In a time where anything and everything seemed limitless, the recipients of the Industrial Revolution not only welcomed the budding emergence of reformed sciences and technologies, but also practiced the arts and methods, allowing it to shape their very being and lifestyle. In the turn of the century, the outlook on the future was high with a fervent lingering of promise to a new generation of skillful workers.

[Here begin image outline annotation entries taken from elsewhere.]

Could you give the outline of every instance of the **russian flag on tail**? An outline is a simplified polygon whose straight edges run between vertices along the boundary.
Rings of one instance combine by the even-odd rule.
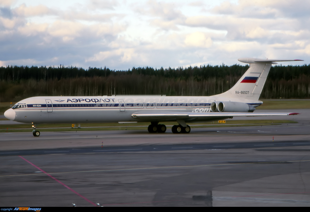
[[[240,82],[240,83],[256,83],[258,77],[246,77]]]

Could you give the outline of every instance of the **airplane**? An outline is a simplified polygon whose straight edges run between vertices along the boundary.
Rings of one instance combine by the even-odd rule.
[[[150,133],[164,133],[160,122],[176,121],[175,133],[189,133],[187,123],[232,118],[233,116],[285,115],[287,113],[253,113],[270,67],[276,62],[300,60],[238,59],[250,67],[237,83],[222,93],[210,96],[104,96],[36,97],[20,101],[4,113],[8,119],[31,123],[33,134],[39,136],[36,124],[61,123],[151,123]]]

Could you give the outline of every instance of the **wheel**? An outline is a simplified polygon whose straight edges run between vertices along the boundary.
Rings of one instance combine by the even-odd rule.
[[[32,134],[35,137],[38,137],[40,136],[40,132],[39,131],[35,131],[32,133]]]
[[[156,133],[157,131],[157,125],[150,124],[148,127],[148,130],[149,133]]]
[[[172,127],[171,128],[171,131],[172,131],[172,133],[178,133],[178,132],[176,131],[176,129],[177,127],[177,125],[174,125],[172,126]]]
[[[167,128],[165,124],[158,124],[157,125],[157,132],[158,133],[164,133],[166,129]]]
[[[182,133],[189,133],[191,131],[191,127],[188,125],[186,127],[182,128]]]

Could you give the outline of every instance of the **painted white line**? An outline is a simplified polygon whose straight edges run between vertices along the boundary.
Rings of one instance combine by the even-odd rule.
[[[93,150],[94,151],[117,151],[117,150],[138,150],[142,149],[109,149],[106,150]]]
[[[255,146],[272,146],[274,144],[259,144],[259,145],[254,145]]]
[[[53,151],[49,152],[65,152],[69,151]]]

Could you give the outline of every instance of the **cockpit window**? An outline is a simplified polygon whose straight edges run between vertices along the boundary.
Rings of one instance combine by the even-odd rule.
[[[16,109],[16,108],[21,108],[27,107],[27,105],[24,103],[17,103],[13,106],[12,108],[12,109]]]

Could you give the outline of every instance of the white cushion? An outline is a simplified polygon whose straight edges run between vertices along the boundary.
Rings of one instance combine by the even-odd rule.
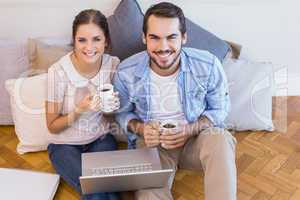
[[[0,39],[0,124],[13,124],[9,107],[9,95],[5,90],[6,79],[17,78],[28,69],[26,45]]]
[[[273,131],[272,64],[229,58],[223,65],[231,100],[231,111],[226,119],[227,128],[238,131]]]
[[[20,141],[17,152],[46,150],[50,134],[45,115],[47,74],[10,79],[5,87],[10,94],[15,131]]]
[[[0,168],[1,199],[52,200],[58,184],[56,174]]]

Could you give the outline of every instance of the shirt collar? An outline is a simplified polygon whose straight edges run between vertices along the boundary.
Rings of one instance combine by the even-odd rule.
[[[91,79],[88,79],[84,76],[82,76],[74,67],[72,61],[71,61],[71,54],[72,52],[69,52],[66,56],[62,57],[60,59],[60,65],[62,66],[63,70],[65,71],[66,75],[68,76],[69,80],[75,87],[85,87],[88,85],[89,82],[92,82],[94,85],[99,86],[100,85],[100,73],[103,70],[107,70],[107,67],[109,67],[109,64],[111,64],[109,61],[109,56],[107,54],[103,54],[102,56],[102,66],[99,72]],[[111,65],[110,65],[111,66]]]
[[[149,62],[150,62],[149,55],[145,51],[144,56],[143,56],[143,61],[141,62],[143,64],[136,67],[135,76],[137,76],[139,78],[143,78],[144,76],[148,75],[149,67],[150,67]],[[180,70],[183,72],[190,71],[190,68],[188,67],[187,56],[184,51],[184,48],[182,48],[182,50],[180,52]]]

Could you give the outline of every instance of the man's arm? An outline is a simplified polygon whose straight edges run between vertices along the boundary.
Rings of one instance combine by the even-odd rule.
[[[128,129],[128,123],[133,119],[138,120],[138,116],[133,112],[134,106],[130,102],[129,91],[123,83],[119,71],[117,71],[113,79],[114,87],[116,91],[119,92],[120,99],[120,109],[117,111],[116,120],[125,133],[128,134],[128,132],[131,131]],[[135,132],[135,130],[133,132]]]
[[[205,100],[207,108],[201,116],[207,117],[214,126],[222,127],[230,109],[230,99],[226,75],[216,57],[209,75]]]

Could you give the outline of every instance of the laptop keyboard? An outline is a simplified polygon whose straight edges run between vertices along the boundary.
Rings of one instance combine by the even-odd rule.
[[[93,168],[92,175],[117,175],[117,174],[132,174],[137,172],[152,171],[151,163],[144,163],[138,165],[108,167],[108,168]]]

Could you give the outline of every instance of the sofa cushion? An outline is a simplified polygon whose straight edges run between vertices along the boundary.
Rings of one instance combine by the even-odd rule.
[[[5,80],[17,78],[28,69],[26,45],[0,39],[0,124],[13,124],[9,106],[9,95],[5,90]]]
[[[231,111],[226,119],[227,128],[238,131],[272,131],[272,64],[226,59],[223,65],[231,100]]]

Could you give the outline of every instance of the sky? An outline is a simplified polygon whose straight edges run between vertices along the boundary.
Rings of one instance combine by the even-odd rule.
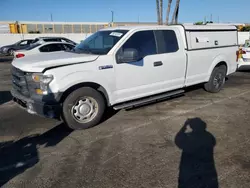
[[[164,15],[168,0],[164,2]],[[172,10],[175,0],[173,0]],[[250,0],[181,0],[179,21],[250,23]],[[156,22],[156,0],[0,0],[0,21]]]

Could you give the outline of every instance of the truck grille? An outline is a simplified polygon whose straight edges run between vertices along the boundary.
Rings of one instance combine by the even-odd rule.
[[[28,97],[29,90],[28,90],[27,81],[25,79],[25,72],[12,66],[11,73],[12,73],[13,88],[16,91],[18,91],[20,94],[23,94],[24,96]]]

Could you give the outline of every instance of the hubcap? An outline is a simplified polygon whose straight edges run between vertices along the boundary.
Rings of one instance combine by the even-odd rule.
[[[222,73],[218,73],[215,77],[214,77],[214,81],[213,81],[213,84],[215,86],[216,89],[219,89],[222,84],[224,83],[224,76]]]
[[[78,99],[71,108],[71,114],[79,123],[87,123],[95,118],[98,112],[98,104],[92,97]]]

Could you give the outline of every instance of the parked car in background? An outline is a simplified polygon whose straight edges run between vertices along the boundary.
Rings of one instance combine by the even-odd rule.
[[[33,39],[25,39],[25,40],[20,40],[16,42],[15,44],[2,46],[0,48],[0,54],[13,55],[16,50],[25,49],[29,47],[32,42],[33,42]]]
[[[58,51],[69,51],[75,47],[72,43],[68,42],[46,42],[43,44],[35,43],[30,45],[28,48],[24,50],[15,51],[15,58],[22,58],[27,55],[34,54],[42,54],[42,53],[50,53],[50,52],[58,52]]]
[[[238,69],[250,69],[250,40],[246,40],[245,44],[239,49]]]
[[[34,44],[34,43],[44,43],[44,42],[67,42],[76,45],[74,41],[67,39],[65,37],[38,37],[35,38],[32,43]]]

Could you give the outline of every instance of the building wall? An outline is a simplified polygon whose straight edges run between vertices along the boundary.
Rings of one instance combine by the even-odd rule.
[[[22,39],[35,39],[37,37],[66,37],[70,40],[80,43],[90,33],[68,33],[68,34],[0,34],[0,47],[4,45],[13,44]]]
[[[36,37],[49,37],[49,36],[61,36],[66,37],[75,41],[76,43],[80,43],[86,37],[91,35],[91,33],[64,33],[64,34],[0,34],[0,47],[4,45],[13,44],[22,39],[34,39]],[[250,39],[249,32],[239,32],[239,44],[244,44],[245,40]]]

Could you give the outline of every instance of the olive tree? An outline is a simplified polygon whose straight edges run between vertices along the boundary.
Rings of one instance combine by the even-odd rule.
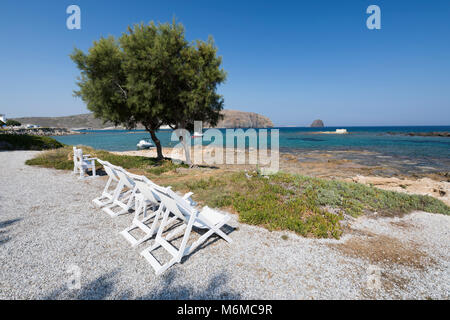
[[[194,121],[214,126],[221,117],[224,102],[217,87],[226,74],[214,41],[188,42],[175,21],[128,27],[118,39],[94,42],[87,53],[75,49],[71,58],[81,71],[75,95],[105,122],[145,127],[159,159],[161,126],[192,130]]]

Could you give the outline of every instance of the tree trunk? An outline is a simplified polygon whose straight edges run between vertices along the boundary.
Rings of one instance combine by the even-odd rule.
[[[155,130],[148,130],[148,132],[150,132],[150,136],[152,137],[152,140],[155,143],[156,152],[157,152],[157,159],[158,160],[164,159],[164,156],[162,154],[161,141],[159,141],[158,137],[156,136]]]

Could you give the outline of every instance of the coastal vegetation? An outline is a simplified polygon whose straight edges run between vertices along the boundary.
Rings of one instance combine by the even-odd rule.
[[[6,130],[2,131],[6,132]],[[48,150],[63,146],[62,143],[50,137],[0,133],[0,150]]]
[[[169,159],[116,155],[82,147],[85,153],[107,160],[158,184],[180,192],[194,192],[201,204],[229,210],[244,223],[269,230],[289,230],[305,237],[339,238],[347,216],[398,216],[414,210],[450,214],[450,207],[429,196],[385,191],[363,184],[278,173],[263,176],[259,170],[221,168],[184,170]],[[26,162],[71,170],[72,148],[37,155]]]
[[[97,118],[127,129],[144,126],[158,159],[161,126],[192,131],[194,121],[215,126],[220,120],[224,101],[216,91],[226,78],[222,59],[212,37],[188,42],[180,23],[136,24],[118,39],[94,42],[87,53],[75,49],[71,58],[81,71],[75,95]],[[190,163],[184,130],[176,133]]]

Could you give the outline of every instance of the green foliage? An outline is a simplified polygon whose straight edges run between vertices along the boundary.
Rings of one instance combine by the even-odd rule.
[[[385,191],[358,183],[325,180],[286,173],[262,177],[257,173],[225,172],[208,178],[176,172],[180,165],[169,160],[115,155],[83,147],[85,153],[146,174],[174,190],[192,191],[195,200],[210,207],[227,208],[241,222],[269,230],[290,230],[302,236],[339,238],[344,214],[354,217],[377,211],[402,215],[414,210],[450,215],[442,201],[421,195]],[[40,153],[27,164],[70,170],[72,148]],[[184,165],[184,167],[186,167]],[[161,183],[164,182],[164,183]]]
[[[53,138],[28,134],[0,134],[0,150],[47,150],[64,145]]]
[[[19,121],[16,121],[13,119],[8,119],[8,120],[6,120],[6,125],[8,127],[18,127],[18,126],[21,126],[22,124]]]
[[[231,207],[239,213],[241,222],[320,238],[339,238],[339,221],[344,213],[355,217],[369,211],[383,215],[413,210],[450,214],[450,207],[429,196],[284,173],[269,179],[251,176],[227,174],[192,181],[186,188],[209,206]],[[335,213],[327,208],[335,209]]]

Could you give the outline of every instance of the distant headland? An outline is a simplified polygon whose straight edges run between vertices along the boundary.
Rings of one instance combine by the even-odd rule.
[[[254,112],[238,110],[223,110],[223,119],[219,121],[217,128],[272,128],[273,123],[268,118]],[[114,127],[110,122],[103,123],[96,119],[92,113],[78,114],[64,117],[23,117],[15,118],[20,123],[32,123],[40,127],[56,127],[68,129],[124,129]],[[207,127],[207,126],[205,126]],[[144,129],[139,127],[138,129]]]

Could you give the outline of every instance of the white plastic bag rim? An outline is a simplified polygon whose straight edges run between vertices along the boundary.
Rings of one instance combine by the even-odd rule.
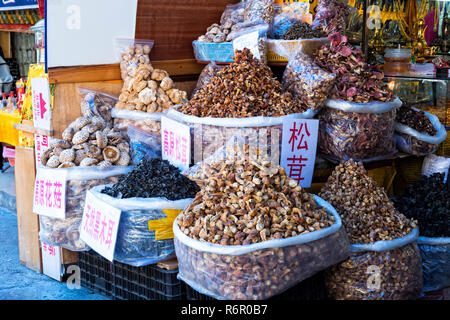
[[[393,250],[395,248],[403,247],[409,243],[416,241],[418,237],[419,237],[419,228],[416,227],[406,236],[394,240],[380,240],[372,244],[360,244],[360,243],[352,244],[350,245],[350,251],[354,253],[364,251],[381,252]]]
[[[322,238],[325,238],[331,234],[334,234],[340,230],[342,227],[342,221],[339,217],[336,210],[333,208],[331,204],[320,198],[319,196],[314,195],[316,203],[321,207],[325,207],[329,213],[331,213],[335,218],[335,223],[327,228],[309,232],[307,234],[300,234],[298,236],[286,238],[286,239],[274,239],[267,240],[259,243],[253,243],[248,245],[236,245],[236,246],[226,246],[220,244],[214,244],[209,242],[203,242],[199,240],[192,239],[185,235],[180,228],[178,227],[176,218],[173,222],[173,234],[174,238],[177,238],[184,245],[194,248],[197,251],[216,253],[216,254],[224,254],[224,255],[233,255],[239,256],[243,254],[248,254],[256,250],[262,249],[271,249],[271,248],[282,248],[287,246],[294,246],[303,243],[309,243],[312,241],[316,241]]]
[[[430,246],[439,246],[439,245],[446,245],[450,244],[450,237],[424,237],[420,236],[417,238],[417,244],[427,244]]]
[[[133,167],[131,166],[110,166],[110,167],[69,167],[69,168],[44,168],[50,170],[67,171],[67,181],[70,180],[92,180],[106,179],[113,176],[127,174]]]
[[[91,192],[97,199],[100,199],[113,207],[116,207],[123,211],[128,210],[163,210],[163,209],[176,209],[183,210],[192,202],[192,198],[180,199],[180,200],[168,200],[167,198],[126,198],[116,199],[105,193],[101,193],[104,187],[111,187],[113,184],[106,184],[95,186],[88,192]]]
[[[142,111],[132,111],[127,109],[111,109],[111,117],[115,119],[127,119],[127,120],[158,120],[161,121],[161,116],[165,115],[166,112],[142,112]]]
[[[411,109],[416,111],[423,111],[414,107],[412,107]],[[437,116],[426,111],[423,112],[427,115],[428,119],[430,119],[431,121],[431,124],[437,130],[438,133],[435,136],[430,136],[429,134],[421,133],[399,122],[394,122],[395,131],[407,134],[408,136],[414,137],[420,141],[424,141],[431,144],[440,144],[447,138],[447,130],[445,130],[444,125],[439,121],[439,118]]]
[[[340,99],[327,99],[324,105],[328,108],[342,110],[344,112],[356,112],[356,113],[385,113],[393,109],[397,109],[402,105],[402,101],[395,97],[393,101],[382,102],[351,102]]]
[[[308,109],[303,113],[293,113],[281,117],[248,117],[248,118],[213,118],[213,117],[196,117],[189,114],[184,114],[177,110],[169,110],[165,116],[168,118],[181,121],[190,124],[204,124],[218,127],[237,127],[237,128],[248,128],[248,127],[269,127],[277,126],[283,124],[283,119],[312,119],[316,114],[317,110],[313,111]]]

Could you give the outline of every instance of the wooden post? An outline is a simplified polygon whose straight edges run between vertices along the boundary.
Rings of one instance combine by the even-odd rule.
[[[39,217],[33,213],[36,167],[34,148],[16,147],[16,203],[19,259],[24,266],[42,273]]]

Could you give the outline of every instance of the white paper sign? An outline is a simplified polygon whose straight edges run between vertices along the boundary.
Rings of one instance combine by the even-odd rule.
[[[47,78],[31,78],[31,96],[33,99],[34,126],[43,130],[50,130],[52,108],[50,105],[50,86]]]
[[[191,130],[189,126],[161,117],[161,148],[163,160],[180,170],[189,168],[191,159]]]
[[[34,135],[34,152],[36,154],[36,167],[43,167],[41,156],[49,148],[49,137],[42,134]]]
[[[248,48],[253,54],[253,57],[260,60],[261,53],[259,52],[259,31],[247,33],[233,40],[233,50],[243,50]]]
[[[319,120],[284,119],[281,166],[304,188],[311,186],[316,161]]]
[[[66,170],[38,168],[34,183],[33,212],[52,218],[66,217]]]
[[[92,192],[86,193],[80,239],[111,262],[114,259],[120,213],[119,209],[98,199]]]
[[[42,272],[57,281],[61,281],[61,248],[41,241]]]

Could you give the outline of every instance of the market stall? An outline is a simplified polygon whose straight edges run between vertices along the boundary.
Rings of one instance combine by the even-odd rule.
[[[397,5],[367,30],[367,1],[99,1],[98,43],[75,9],[71,28],[49,20],[47,70],[30,68],[22,108],[36,152],[24,259],[57,280],[77,264],[114,299],[448,287],[448,52],[420,27],[447,11]],[[47,16],[64,8],[47,1]],[[388,20],[399,39],[380,44]],[[69,32],[76,54],[56,41]]]

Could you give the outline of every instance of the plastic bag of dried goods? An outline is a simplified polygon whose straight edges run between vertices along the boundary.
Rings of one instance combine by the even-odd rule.
[[[417,108],[413,110],[420,111]],[[421,133],[408,127],[404,124],[395,123],[396,142],[397,148],[403,152],[415,155],[424,156],[433,152],[439,148],[439,144],[447,138],[447,131],[445,127],[439,122],[439,118],[434,114],[424,112],[430,119],[431,124],[437,130],[437,134],[434,136]]]
[[[191,164],[208,158],[234,135],[259,141],[261,146],[267,146],[272,160],[279,163],[283,119],[312,119],[316,113],[309,109],[304,113],[282,117],[214,118],[196,117],[177,110],[169,110],[166,116],[190,127]]]
[[[332,160],[375,161],[395,152],[394,120],[400,99],[355,103],[328,99],[319,114],[319,152]]]
[[[398,239],[351,245],[350,257],[326,271],[336,300],[417,299],[423,288],[418,228]]]
[[[429,154],[422,164],[422,175],[430,176],[433,173],[444,173],[444,182],[447,181],[448,169],[450,168],[450,158]]]
[[[129,125],[130,151],[133,164],[144,159],[161,158],[161,136],[155,135],[135,126]]]
[[[114,260],[140,267],[173,258],[172,224],[192,199],[117,199],[101,193],[104,187],[96,186],[89,192],[121,210]]]
[[[178,278],[216,299],[267,299],[348,257],[348,239],[339,215],[316,202],[335,223],[308,234],[250,245],[218,245],[194,240],[174,221]]]
[[[119,101],[118,97],[107,93],[78,88],[82,98],[80,108],[81,115],[84,117],[101,117],[106,123],[112,122],[111,110]]]
[[[89,250],[86,243],[80,239],[79,232],[86,192],[94,186],[117,182],[121,175],[131,170],[131,167],[74,167],[47,170],[67,172],[66,215],[65,219],[40,215],[39,239],[71,251]]]
[[[274,0],[247,0],[244,4],[244,21],[264,21],[271,24],[274,15]]]
[[[423,291],[450,286],[450,238],[420,236],[417,244],[422,257]]]
[[[282,85],[301,103],[312,110],[318,110],[328,98],[334,86],[336,75],[323,70],[303,52],[302,45],[296,52],[289,52],[283,45],[275,45],[274,51],[288,58]]]
[[[210,82],[211,78],[214,77],[216,72],[222,68],[223,68],[223,66],[217,65],[215,62],[208,63],[203,68],[202,72],[200,73],[200,76],[198,77],[198,80],[197,80],[197,85],[195,86],[194,91],[192,91],[191,96],[193,96],[197,92],[198,89],[207,85]]]
[[[153,40],[116,39],[116,52],[120,57],[120,74],[122,80],[133,77],[141,64],[151,65],[150,51]]]

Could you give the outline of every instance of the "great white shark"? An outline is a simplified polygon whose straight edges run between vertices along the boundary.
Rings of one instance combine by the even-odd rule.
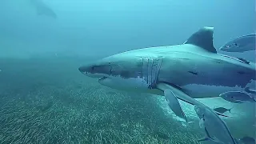
[[[255,87],[255,64],[217,53],[213,35],[214,27],[205,26],[183,44],[130,50],[78,70],[110,88],[165,96],[174,114],[187,121],[178,99],[202,105],[194,98],[247,94]]]

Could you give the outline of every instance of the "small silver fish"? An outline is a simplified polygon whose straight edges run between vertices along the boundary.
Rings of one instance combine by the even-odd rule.
[[[220,50],[226,52],[239,52],[255,50],[256,34],[247,34],[238,37],[219,48]]]
[[[243,103],[246,102],[256,102],[254,98],[241,91],[228,91],[221,94],[219,96],[226,101],[233,103]]]
[[[209,141],[220,144],[237,144],[226,123],[210,108],[206,106],[194,106],[194,110],[200,118],[199,125],[204,128],[206,137],[198,142]]]
[[[214,110],[218,111],[218,112],[219,112],[221,114],[223,114],[223,113],[225,113],[226,111],[229,111],[230,113],[231,113],[231,110],[232,109],[233,109],[233,107],[230,108],[230,109],[226,109],[225,107],[217,107],[217,108],[214,109]]]
[[[243,137],[240,139],[238,139],[239,142],[244,143],[244,144],[255,144],[255,139],[250,137]]]

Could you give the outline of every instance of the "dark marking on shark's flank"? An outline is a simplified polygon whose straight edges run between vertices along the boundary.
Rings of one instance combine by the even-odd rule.
[[[190,73],[190,74],[194,74],[194,75],[198,75],[198,73],[197,72],[194,72],[194,71],[188,71],[189,73]]]
[[[246,59],[244,58],[238,58],[239,60],[242,61],[244,63],[246,63],[246,64],[250,64],[250,62],[249,61],[246,61]]]
[[[243,71],[238,71],[238,73],[239,74],[246,74],[246,73],[243,72]]]

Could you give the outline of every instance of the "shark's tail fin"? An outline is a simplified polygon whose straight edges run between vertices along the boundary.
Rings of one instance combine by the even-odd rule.
[[[231,113],[231,110],[232,110],[233,108],[234,108],[234,106],[228,110],[230,113]]]

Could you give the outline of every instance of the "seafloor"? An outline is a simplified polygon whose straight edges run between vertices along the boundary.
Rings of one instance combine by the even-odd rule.
[[[112,90],[82,75],[78,67],[88,62],[1,59],[0,143],[193,144],[203,137],[193,106],[182,103],[194,122],[186,125],[163,97]],[[232,117],[224,119],[236,138],[254,136],[255,110],[248,105],[234,106]]]

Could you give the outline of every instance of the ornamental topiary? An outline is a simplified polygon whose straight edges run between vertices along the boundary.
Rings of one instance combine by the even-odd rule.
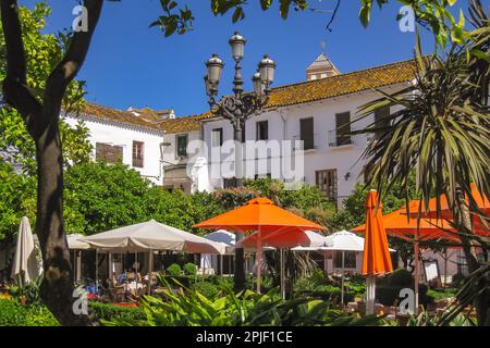
[[[397,269],[393,271],[387,281],[389,285],[400,287],[412,287],[415,282],[412,273],[405,269]]]
[[[196,275],[197,274],[197,265],[192,262],[184,264],[184,274],[185,275]]]

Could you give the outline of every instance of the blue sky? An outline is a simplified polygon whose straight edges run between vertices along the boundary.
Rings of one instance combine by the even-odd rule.
[[[20,1],[32,7],[35,0]],[[342,1],[332,32],[324,29],[329,15],[292,12],[286,21],[277,7],[262,12],[258,0],[249,0],[245,21],[232,24],[231,15],[215,17],[209,0],[187,0],[196,21],[195,30],[183,36],[163,38],[148,25],[161,9],[159,0],[122,0],[106,2],[88,58],[79,74],[87,82],[87,100],[105,105],[152,109],[173,108],[180,115],[208,109],[204,91],[204,62],[213,52],[225,61],[220,94],[232,88],[232,61],[229,37],[240,30],[248,40],[243,62],[246,88],[264,53],[277,61],[274,86],[305,79],[305,69],[322,51],[341,72],[406,60],[413,57],[415,37],[402,33],[395,21],[400,4],[373,11],[371,25],[365,29],[358,21],[358,0]],[[278,1],[275,1],[278,2]],[[321,9],[332,9],[333,0],[311,1]],[[461,5],[466,1],[458,1]],[[483,3],[487,1],[483,1]],[[71,26],[75,0],[51,0],[52,14],[47,32]],[[432,50],[432,38],[422,35],[426,52]]]

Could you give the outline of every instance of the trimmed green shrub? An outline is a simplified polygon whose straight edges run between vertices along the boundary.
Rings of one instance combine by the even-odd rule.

Life had begun to change for the better as the manual labor of rural communities began to shift into an industrialized state of progression. As scientists and technologists emerged from humble beginnings, their individual and creative thought processes not only amazed the public, but also became a natural part of history. The end result of hard work and determination is more than just a progressive society; it is a refined culture destined for great power. From the late 1700s to early 1800s, the advancement of natural philosophy escalated to immense proportions.
Not only did the physical advancements bring change to the world, but the mental and scientific advancements also brought the same amount of change if not more. With dedicated philosophers and innovative minds, the world saw the evolution of anatomy, chemistry, electricity, and medicine. It was in 1796 that the cure for the lethal smallpox was invented, thanks to Edward Jenner (Murdarasi). Ever since the vaccine was invented, the world of today has yet to witness another smallpox case.
During the Industrial Revolution, it was chemistry of the four scientific practices that received the most attention and progression. The periodic table of today is extensive and intricate, each element composed of different materials and compounds. By 1789, Antoine Lavoisier had discovered a total of twenty-three elements, as well as devised a method of etymology for chemical compounds. As the years passed, men of different backgrounds discovered the components that made up air: nitrogen (Daniel Rutherford, 1772), oxygen (Joseph Priestly, 1774), carbon dioxide (Joseph Black), and hydrogen (Henry Cavendish, 1776).
There was also a theory devised by Cavendish that when oxygen and hydrogen were combined, the product was that of water (Murdarasi). The Industrial Revolution also saw rise in electricity in the form of Galvanism, a newly devised practice named after Luigi Galvani. Galvani had believed that he was on the verge of discovering a new subsidiary of electricity.
Galvani noticed that after touching a dead frog’s legs with lab instruments, the legs twitched upwardly. Galvani believed that the combining of two chemicals made up of separate components would cause an electrical current to spring from the chemical reaction. He went on to call this act “animal electricity.” (Murdarasi). Galvani’s act led Alessandro Volta to believe that Galvani had not created animal electricity, but instead for a way for energy to be stored. This belief led to the invention of the electric cell or, more commonly, the battery (Murdarasi).
Some of the most pivotal moments in the Industrial Revolution involved the inventing of various machines that made manual labor easier. As the machines were produced and given in a rural community, the work force went through a state of evolution as production increased. Inventors such as John Kay, Samuel Crompton, and James Watt were appreciated for their work and determination in turning around the state that they lived in. Not only did the Industrial Revolution give them problems that could be solved, but it also allowed them to use their surroundings to create a contraption that would better their country and the future.
Many machines were used for production in clothing, as with the flying shuttle (John Kay), which increased cloth production. The Spinning Jenny (James Hargreaves, 1764) also increased the production of cotton for workers. Steam became as useful as coal and iron in the late 1700s, early 1800s. With steam, the steam engine (James Watt, 1769), steamboat (Robert Fulton, 1807), and steam powered train (Stephenson, 1814). Each machine was used as a mode of transportation, a converter of energy, and a method of trade, which furthered the Industrial Revolution.
People of the Industrial Revolution have learned that science and technology not only shapes their future, but it shapes their culture as well. With Britain being the largest industry of the revolution, science and technology would only make the turn out better than most have imagined. The scientific and technological methods are still practiced today, and the innovations from years down the road only prove that progression will not come without hard work, individual thoughts, and action.
Works Cited: Murdarasi, Karen. "Science in Industrial Revolution." Suite101.com. N.p., 19 May 2008. Web. 12 Aug. 2012.
"Innovations of the Industrial Revolution." The Industrial Revolution. Sea.ca, 17 Feb. 2003. Web. 12 Aug. 2012.